10. Don’t Make Me Think by Steve Krug
This book is a practical guide for understanding web usability and user experience. As implied by the book’s title, Krug asserts that the first rule of usability is “don’t make me think.” This idea serves as the bedrock for all of the usability recommendations and concepts outlined in his book.
As marketing increasingly moves to digital channels, this book is sort of premier to understand how to build exceptional good user experiences.
11. Hacking Growth by Morgan Brown and Sean Ellis
Sean Ellis and Morgan Brown have been credited for creating the term ‘Growth Hacking.’ The book outlines a systematic approach for forming cross-functional teams that achieve outcomes via constant experimentation. Today, the book’s message has been diluted by the fact that so many companies see growth hacking as a fast fix or magical solution.
But the book, as originally outlined by the authors, is really about creating a framework that helps companies find growth wins faster and leave their competition in the dust.
12. One to One Future by Don Peppers and Martha Rogers
It’s surprising how rarely this book is discussed in B2B marketing discussions. In their book, Don Pepper and Martha Rogers developed the idea of one-to-one marketing. The book served as a significant role in the creation of Account-Based Marketing.
Almost three decades after the book’s publication, much of what was stated still remains relevant.
13. The Long Tail by Chris Anderson
For a long period of time, only the most profitable products were marketable and popular. Then the internet arrived, precipitating the slow, steady collapse of “the hit.” Chris Anderson, the former editor of the tech magazine Wired, first introduced the idea of long-tail in one of his articles.
The book talks about how culture and commerce’s future lies in niche goods with a limited but specialized market. In a nutshell, the future lies in the demand curve’s long tail.
14. Mother Pious Lady by Santosh Desai
Mother Pious Lady is an anthology of writings about prevalent Indian attitudes, mindsets, and behaviors. Nearly a decade after the book was written, I still feel you can relate to much of what was said especially if you have grown in the 1990s. If you’ve read this book, you should also explore ‘We are Like That Only’ by Rama Bijapurkar, which is again a good premier to understand the Indian consumer. If I ever compile a list of the best marketing books from India, this one will undoubtedly make the cut.
15. Selling the Invisible by Harry Beckwith
If you’ve worked in B2B marketing or had to market services, you will find this book a refreshing read. Beckwith makes a critical point: selling services is fundamentally different from selling products. In comparison, services are invisible, and therefore do not serve as a continuous pleasant reminder to the client. Beckwith points out that many buyers of services are unaware of what they are purchasing since it has not yet been delivered.
The majority of service marketers suffer from what Beckwith refers to as the ‘Lake Wobegon effect.’ That is, they overestimate themselves and assume that their perspective is shared by the market. (This is named after Garrison Keillor’s fictitious Lake Wobegon, where “the women are strong, the men are handsome, and the children are all above average.”)

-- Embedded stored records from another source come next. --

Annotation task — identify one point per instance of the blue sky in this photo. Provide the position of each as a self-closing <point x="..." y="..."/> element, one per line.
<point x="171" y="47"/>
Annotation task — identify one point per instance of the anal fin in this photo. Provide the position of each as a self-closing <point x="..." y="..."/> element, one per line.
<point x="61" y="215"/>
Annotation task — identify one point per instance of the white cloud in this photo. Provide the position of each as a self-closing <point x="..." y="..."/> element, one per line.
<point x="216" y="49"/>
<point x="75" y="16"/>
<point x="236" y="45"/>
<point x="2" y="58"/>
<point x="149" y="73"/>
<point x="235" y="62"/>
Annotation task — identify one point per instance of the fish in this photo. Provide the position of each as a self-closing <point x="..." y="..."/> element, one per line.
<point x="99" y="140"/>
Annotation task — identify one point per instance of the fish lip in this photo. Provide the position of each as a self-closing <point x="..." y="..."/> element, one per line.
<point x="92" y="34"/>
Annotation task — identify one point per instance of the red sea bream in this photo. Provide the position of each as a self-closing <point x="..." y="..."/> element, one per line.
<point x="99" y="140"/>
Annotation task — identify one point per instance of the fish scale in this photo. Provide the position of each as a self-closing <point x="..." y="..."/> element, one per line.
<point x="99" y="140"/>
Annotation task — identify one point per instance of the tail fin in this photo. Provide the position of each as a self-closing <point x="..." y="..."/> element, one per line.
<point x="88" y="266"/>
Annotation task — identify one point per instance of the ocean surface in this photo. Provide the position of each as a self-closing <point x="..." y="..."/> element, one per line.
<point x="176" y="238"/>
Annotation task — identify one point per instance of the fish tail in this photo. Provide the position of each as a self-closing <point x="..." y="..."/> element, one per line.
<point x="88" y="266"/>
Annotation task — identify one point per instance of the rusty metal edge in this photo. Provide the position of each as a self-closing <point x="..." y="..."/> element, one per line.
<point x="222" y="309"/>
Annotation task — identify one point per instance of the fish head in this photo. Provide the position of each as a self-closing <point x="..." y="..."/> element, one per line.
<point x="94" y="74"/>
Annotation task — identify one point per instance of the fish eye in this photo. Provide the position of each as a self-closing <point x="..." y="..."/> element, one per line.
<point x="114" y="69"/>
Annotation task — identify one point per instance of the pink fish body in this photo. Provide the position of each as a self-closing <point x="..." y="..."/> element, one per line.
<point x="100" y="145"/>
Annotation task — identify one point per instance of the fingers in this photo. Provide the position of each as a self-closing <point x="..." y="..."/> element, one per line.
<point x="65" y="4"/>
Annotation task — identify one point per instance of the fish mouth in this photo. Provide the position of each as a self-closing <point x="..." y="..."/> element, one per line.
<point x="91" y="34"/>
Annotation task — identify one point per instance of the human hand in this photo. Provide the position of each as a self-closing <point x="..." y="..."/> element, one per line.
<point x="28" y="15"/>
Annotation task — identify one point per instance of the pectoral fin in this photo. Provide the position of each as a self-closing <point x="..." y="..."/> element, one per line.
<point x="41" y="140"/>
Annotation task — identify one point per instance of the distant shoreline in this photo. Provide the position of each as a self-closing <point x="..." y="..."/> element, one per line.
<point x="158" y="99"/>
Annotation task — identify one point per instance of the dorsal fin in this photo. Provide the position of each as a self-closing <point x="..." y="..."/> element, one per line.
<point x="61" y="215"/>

Overall, this is a great book, the language is simple, straightforward, and often irreverent, but each little piece contains a nugget of marketing truth.
Where to get started?
Don’t ask me; pick any marketing book and get started.

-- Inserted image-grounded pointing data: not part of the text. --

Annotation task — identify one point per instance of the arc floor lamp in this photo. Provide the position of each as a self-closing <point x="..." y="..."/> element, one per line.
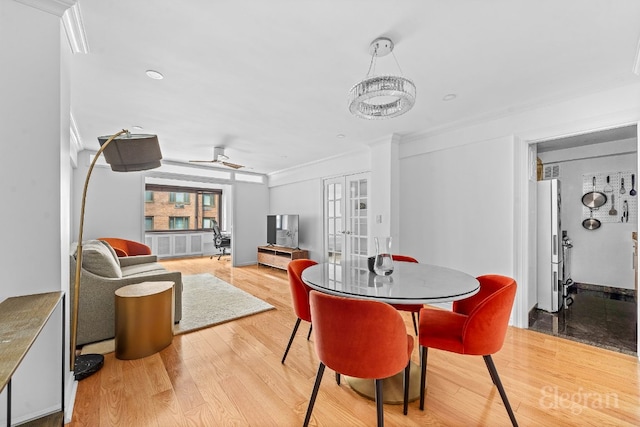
<point x="124" y="152"/>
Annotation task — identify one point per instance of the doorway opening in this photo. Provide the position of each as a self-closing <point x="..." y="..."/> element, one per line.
<point x="601" y="285"/>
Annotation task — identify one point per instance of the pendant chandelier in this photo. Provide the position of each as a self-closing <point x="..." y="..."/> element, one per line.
<point x="385" y="96"/>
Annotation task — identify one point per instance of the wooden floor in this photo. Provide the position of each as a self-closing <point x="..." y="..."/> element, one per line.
<point x="231" y="374"/>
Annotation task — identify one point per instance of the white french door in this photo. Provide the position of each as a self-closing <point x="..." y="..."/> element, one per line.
<point x="346" y="217"/>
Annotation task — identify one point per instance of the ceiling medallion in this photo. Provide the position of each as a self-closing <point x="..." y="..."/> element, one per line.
<point x="381" y="97"/>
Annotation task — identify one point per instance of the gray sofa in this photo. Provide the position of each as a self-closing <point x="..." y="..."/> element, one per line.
<point x="101" y="274"/>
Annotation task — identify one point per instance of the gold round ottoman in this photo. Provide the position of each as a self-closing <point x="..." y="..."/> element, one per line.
<point x="144" y="319"/>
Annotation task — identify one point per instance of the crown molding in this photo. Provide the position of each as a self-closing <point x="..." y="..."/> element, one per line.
<point x="55" y="7"/>
<point x="74" y="28"/>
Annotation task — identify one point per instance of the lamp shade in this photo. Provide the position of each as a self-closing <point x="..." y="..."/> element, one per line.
<point x="130" y="153"/>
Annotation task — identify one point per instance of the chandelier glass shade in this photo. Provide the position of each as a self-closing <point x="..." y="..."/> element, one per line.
<point x="384" y="96"/>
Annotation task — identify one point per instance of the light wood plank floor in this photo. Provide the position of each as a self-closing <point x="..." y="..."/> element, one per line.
<point x="231" y="375"/>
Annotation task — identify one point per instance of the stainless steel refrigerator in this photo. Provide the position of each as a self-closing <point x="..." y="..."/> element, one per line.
<point x="549" y="233"/>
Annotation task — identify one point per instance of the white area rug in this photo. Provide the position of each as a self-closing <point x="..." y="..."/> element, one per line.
<point x="206" y="301"/>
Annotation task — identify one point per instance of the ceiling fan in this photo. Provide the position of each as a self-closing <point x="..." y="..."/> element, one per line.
<point x="219" y="157"/>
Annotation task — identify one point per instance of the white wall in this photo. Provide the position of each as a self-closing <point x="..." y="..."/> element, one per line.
<point x="33" y="112"/>
<point x="602" y="256"/>
<point x="305" y="199"/>
<point x="590" y="112"/>
<point x="456" y="207"/>
<point x="250" y="209"/>
<point x="115" y="200"/>
<point x="301" y="190"/>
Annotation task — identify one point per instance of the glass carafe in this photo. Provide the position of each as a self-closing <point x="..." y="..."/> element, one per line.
<point x="383" y="264"/>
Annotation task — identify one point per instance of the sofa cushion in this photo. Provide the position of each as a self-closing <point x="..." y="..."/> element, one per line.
<point x="99" y="258"/>
<point x="141" y="269"/>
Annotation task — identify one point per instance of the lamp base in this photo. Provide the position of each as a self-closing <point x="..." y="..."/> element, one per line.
<point x="87" y="365"/>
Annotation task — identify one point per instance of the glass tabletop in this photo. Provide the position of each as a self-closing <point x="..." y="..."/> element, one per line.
<point x="410" y="283"/>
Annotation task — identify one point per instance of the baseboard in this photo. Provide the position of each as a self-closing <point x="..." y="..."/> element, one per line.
<point x="604" y="288"/>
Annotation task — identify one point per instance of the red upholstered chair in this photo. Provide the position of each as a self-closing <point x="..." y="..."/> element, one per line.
<point x="299" y="296"/>
<point x="413" y="308"/>
<point x="362" y="339"/>
<point x="477" y="325"/>
<point x="125" y="247"/>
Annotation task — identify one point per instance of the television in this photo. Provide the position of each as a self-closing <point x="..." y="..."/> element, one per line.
<point x="282" y="230"/>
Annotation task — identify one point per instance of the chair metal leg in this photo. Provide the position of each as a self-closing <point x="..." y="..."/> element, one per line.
<point x="415" y="325"/>
<point x="293" y="334"/>
<point x="423" y="374"/>
<point x="407" y="376"/>
<point x="379" y="403"/>
<point x="496" y="379"/>
<point x="314" y="393"/>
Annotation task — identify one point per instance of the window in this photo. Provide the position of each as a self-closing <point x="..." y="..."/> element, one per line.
<point x="181" y="208"/>
<point x="208" y="222"/>
<point x="179" y="223"/>
<point x="208" y="201"/>
<point x="179" y="198"/>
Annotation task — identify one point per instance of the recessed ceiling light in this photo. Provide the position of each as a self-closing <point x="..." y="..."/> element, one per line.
<point x="154" y="75"/>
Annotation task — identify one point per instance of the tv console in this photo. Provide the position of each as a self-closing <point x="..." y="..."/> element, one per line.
<point x="279" y="256"/>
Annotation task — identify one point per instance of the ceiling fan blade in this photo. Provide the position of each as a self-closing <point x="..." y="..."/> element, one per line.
<point x="232" y="165"/>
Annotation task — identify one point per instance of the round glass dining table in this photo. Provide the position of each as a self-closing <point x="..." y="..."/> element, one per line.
<point x="410" y="283"/>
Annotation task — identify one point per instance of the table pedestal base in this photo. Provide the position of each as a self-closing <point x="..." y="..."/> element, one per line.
<point x="392" y="389"/>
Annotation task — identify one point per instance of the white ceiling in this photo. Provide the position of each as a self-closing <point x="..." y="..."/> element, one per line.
<point x="269" y="80"/>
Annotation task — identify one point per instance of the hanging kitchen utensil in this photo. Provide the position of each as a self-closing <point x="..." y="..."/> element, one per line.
<point x="613" y="210"/>
<point x="591" y="223"/>
<point x="594" y="199"/>
<point x="608" y="188"/>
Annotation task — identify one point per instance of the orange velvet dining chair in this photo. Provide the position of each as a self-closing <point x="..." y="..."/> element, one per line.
<point x="299" y="296"/>
<point x="124" y="247"/>
<point x="413" y="308"/>
<point x="477" y="326"/>
<point x="360" y="338"/>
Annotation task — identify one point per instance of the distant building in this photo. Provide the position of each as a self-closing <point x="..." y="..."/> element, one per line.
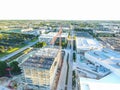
<point x="48" y="37"/>
<point x="85" y="44"/>
<point x="31" y="31"/>
<point x="106" y="57"/>
<point x="40" y="67"/>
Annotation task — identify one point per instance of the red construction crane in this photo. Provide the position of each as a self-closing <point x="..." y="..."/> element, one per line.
<point x="56" y="36"/>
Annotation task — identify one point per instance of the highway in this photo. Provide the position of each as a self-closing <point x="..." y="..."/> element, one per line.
<point x="18" y="51"/>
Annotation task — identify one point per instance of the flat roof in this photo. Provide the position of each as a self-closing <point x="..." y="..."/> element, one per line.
<point x="87" y="43"/>
<point x="52" y="34"/>
<point x="40" y="58"/>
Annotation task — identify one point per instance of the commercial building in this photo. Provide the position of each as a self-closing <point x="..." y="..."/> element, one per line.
<point x="40" y="67"/>
<point x="48" y="37"/>
<point x="106" y="57"/>
<point x="85" y="44"/>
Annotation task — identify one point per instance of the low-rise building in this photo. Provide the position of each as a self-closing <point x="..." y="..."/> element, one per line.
<point x="40" y="67"/>
<point x="85" y="44"/>
<point x="48" y="37"/>
<point x="106" y="57"/>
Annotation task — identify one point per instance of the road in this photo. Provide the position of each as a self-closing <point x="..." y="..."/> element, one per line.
<point x="70" y="61"/>
<point x="18" y="51"/>
<point x="62" y="79"/>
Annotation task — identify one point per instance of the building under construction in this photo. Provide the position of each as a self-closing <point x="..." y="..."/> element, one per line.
<point x="40" y="67"/>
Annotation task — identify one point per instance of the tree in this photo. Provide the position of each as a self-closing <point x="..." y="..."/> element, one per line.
<point x="40" y="44"/>
<point x="9" y="48"/>
<point x="3" y="66"/>
<point x="15" y="68"/>
<point x="2" y="49"/>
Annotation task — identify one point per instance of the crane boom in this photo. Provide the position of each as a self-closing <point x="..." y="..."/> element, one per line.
<point x="56" y="36"/>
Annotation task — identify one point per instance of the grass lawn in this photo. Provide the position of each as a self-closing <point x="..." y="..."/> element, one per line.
<point x="12" y="50"/>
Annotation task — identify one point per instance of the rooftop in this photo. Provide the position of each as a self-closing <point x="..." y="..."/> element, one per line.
<point x="52" y="34"/>
<point x="40" y="58"/>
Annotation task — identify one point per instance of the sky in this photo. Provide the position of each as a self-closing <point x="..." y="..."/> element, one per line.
<point x="60" y="9"/>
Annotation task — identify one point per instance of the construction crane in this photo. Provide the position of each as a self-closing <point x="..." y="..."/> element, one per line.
<point x="55" y="38"/>
<point x="61" y="61"/>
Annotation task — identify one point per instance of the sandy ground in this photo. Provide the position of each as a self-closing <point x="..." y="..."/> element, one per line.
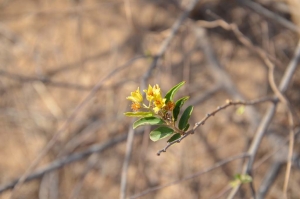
<point x="52" y="53"/>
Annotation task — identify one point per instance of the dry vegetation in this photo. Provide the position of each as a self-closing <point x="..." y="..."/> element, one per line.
<point x="52" y="54"/>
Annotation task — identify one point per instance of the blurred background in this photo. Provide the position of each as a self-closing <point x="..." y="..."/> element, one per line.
<point x="53" y="53"/>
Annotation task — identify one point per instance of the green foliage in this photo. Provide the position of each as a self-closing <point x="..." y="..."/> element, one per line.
<point x="161" y="133"/>
<point x="148" y="121"/>
<point x="183" y="122"/>
<point x="161" y="111"/>
<point x="186" y="127"/>
<point x="169" y="96"/>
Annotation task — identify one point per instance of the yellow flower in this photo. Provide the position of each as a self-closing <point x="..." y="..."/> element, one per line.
<point x="152" y="93"/>
<point x="136" y="96"/>
<point x="159" y="103"/>
<point x="169" y="106"/>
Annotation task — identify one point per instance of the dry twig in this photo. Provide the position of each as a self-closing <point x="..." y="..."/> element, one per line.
<point x="219" y="108"/>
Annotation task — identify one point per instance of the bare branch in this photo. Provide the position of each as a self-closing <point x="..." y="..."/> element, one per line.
<point x="217" y="165"/>
<point x="219" y="108"/>
<point x="57" y="164"/>
<point x="53" y="140"/>
<point x="267" y="13"/>
<point x="163" y="47"/>
<point x="268" y="116"/>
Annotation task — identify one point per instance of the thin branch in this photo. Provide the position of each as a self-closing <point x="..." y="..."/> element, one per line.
<point x="219" y="108"/>
<point x="163" y="47"/>
<point x="269" y="179"/>
<point x="168" y="40"/>
<point x="267" y="13"/>
<point x="129" y="144"/>
<point x="268" y="117"/>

There are many marketing books I want to include on this list, but I’d like to highlight a couple in particular since they will help you understand marketing from an Indian context.

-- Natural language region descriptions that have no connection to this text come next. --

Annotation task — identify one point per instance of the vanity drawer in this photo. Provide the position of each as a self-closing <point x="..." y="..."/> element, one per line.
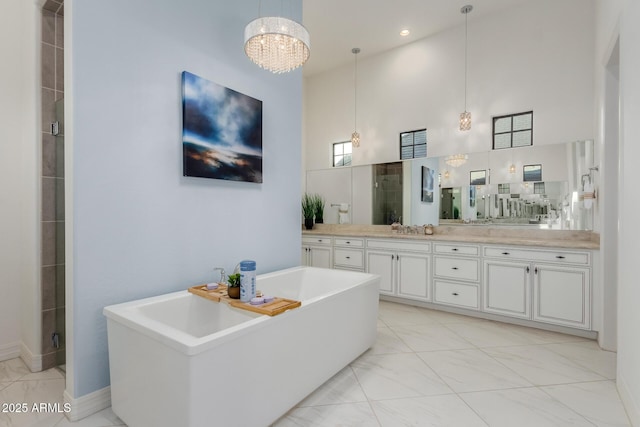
<point x="353" y="258"/>
<point x="457" y="268"/>
<point x="460" y="294"/>
<point x="316" y="240"/>
<point x="440" y="248"/>
<point x="400" y="245"/>
<point x="578" y="258"/>
<point x="355" y="243"/>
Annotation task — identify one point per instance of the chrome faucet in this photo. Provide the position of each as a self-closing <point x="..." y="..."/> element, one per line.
<point x="223" y="275"/>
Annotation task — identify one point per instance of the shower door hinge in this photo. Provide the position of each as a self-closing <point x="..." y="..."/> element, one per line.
<point x="55" y="340"/>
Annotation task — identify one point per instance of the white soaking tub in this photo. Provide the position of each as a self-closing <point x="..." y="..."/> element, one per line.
<point x="181" y="360"/>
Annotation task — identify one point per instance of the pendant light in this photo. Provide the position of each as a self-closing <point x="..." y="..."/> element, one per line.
<point x="275" y="43"/>
<point x="456" y="160"/>
<point x="465" y="118"/>
<point x="355" y="136"/>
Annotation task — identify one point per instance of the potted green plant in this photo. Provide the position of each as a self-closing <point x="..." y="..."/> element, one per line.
<point x="308" y="210"/>
<point x="318" y="208"/>
<point x="233" y="286"/>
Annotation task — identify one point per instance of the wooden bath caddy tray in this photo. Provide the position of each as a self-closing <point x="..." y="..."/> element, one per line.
<point x="277" y="306"/>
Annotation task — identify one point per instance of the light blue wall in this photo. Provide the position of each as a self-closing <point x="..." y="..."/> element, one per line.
<point x="423" y="212"/>
<point x="140" y="228"/>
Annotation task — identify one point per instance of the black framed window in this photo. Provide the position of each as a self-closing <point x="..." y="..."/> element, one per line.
<point x="413" y="144"/>
<point x="513" y="130"/>
<point x="538" y="188"/>
<point x="342" y="154"/>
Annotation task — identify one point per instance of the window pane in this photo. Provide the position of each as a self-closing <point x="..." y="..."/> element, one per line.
<point x="420" y="137"/>
<point x="407" y="152"/>
<point x="522" y="139"/>
<point x="406" y="139"/>
<point x="522" y="121"/>
<point x="502" y="141"/>
<point x="502" y="125"/>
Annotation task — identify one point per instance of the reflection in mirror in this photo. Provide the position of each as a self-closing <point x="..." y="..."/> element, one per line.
<point x="565" y="168"/>
<point x="387" y="193"/>
<point x="450" y="203"/>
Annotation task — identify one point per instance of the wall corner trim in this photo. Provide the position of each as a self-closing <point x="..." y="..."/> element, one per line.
<point x="632" y="407"/>
<point x="88" y="404"/>
<point x="33" y="361"/>
<point x="9" y="351"/>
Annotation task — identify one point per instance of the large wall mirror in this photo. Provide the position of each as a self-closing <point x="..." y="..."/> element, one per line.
<point x="383" y="193"/>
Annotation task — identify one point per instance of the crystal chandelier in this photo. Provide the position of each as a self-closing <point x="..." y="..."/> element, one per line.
<point x="465" y="118"/>
<point x="276" y="44"/>
<point x="355" y="136"/>
<point x="456" y="160"/>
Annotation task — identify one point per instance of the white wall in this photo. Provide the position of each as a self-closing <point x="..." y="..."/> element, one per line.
<point x="621" y="18"/>
<point x="19" y="209"/>
<point x="138" y="228"/>
<point x="537" y="56"/>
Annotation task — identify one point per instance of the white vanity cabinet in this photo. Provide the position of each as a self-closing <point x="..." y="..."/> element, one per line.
<point x="456" y="275"/>
<point x="348" y="253"/>
<point x="551" y="286"/>
<point x="317" y="251"/>
<point x="507" y="288"/>
<point x="562" y="295"/>
<point x="403" y="266"/>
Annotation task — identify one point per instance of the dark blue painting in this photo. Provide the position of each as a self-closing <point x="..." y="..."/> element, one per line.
<point x="532" y="173"/>
<point x="221" y="132"/>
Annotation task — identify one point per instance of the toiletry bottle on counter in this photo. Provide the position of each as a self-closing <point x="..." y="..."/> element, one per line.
<point x="247" y="280"/>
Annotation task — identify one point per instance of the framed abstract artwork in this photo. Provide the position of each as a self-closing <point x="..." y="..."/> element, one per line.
<point x="532" y="173"/>
<point x="221" y="132"/>
<point x="478" y="177"/>
<point x="428" y="178"/>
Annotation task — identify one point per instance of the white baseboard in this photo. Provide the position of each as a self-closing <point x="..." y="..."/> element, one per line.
<point x="33" y="361"/>
<point x="632" y="407"/>
<point x="88" y="404"/>
<point x="9" y="351"/>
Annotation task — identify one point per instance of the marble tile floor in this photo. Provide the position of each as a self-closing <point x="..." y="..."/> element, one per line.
<point x="428" y="368"/>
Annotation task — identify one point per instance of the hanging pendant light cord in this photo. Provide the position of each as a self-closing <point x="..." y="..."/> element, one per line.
<point x="466" y="17"/>
<point x="355" y="92"/>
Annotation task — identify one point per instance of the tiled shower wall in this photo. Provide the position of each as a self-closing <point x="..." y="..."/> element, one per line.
<point x="52" y="281"/>
<point x="387" y="197"/>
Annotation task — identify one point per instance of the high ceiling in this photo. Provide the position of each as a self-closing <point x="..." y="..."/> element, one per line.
<point x="337" y="26"/>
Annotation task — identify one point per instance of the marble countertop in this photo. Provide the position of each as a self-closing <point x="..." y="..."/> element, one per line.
<point x="571" y="239"/>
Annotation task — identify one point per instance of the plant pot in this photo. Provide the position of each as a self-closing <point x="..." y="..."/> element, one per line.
<point x="308" y="223"/>
<point x="234" y="292"/>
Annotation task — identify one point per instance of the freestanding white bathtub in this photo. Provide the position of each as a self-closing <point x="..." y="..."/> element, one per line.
<point x="181" y="360"/>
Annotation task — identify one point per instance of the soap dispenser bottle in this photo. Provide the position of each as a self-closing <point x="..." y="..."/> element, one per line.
<point x="247" y="280"/>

Probably the first one I read was Brand Positioning by Subroto Sengupta; he was the ex-CEO of Clarion Advertising and Professor of Marketing at IIM Calcutta. Oddly, the book receives so little attention in marketing circles, but I’ve always found it a fascinating read.
Then their is Darwin′s Brands by Anand Halve, 30 Second Thrillers by KV Sridhar, Nawabs, Nudes, Noodles by Ambi Parameswaran, and Piyush Pandey’s Pandeymonium. Perhaps a couple more that I can’t recall right now. However, let us hope you find this list of best marketing books useful and eventually create your own as you crisscross your way through some of these books.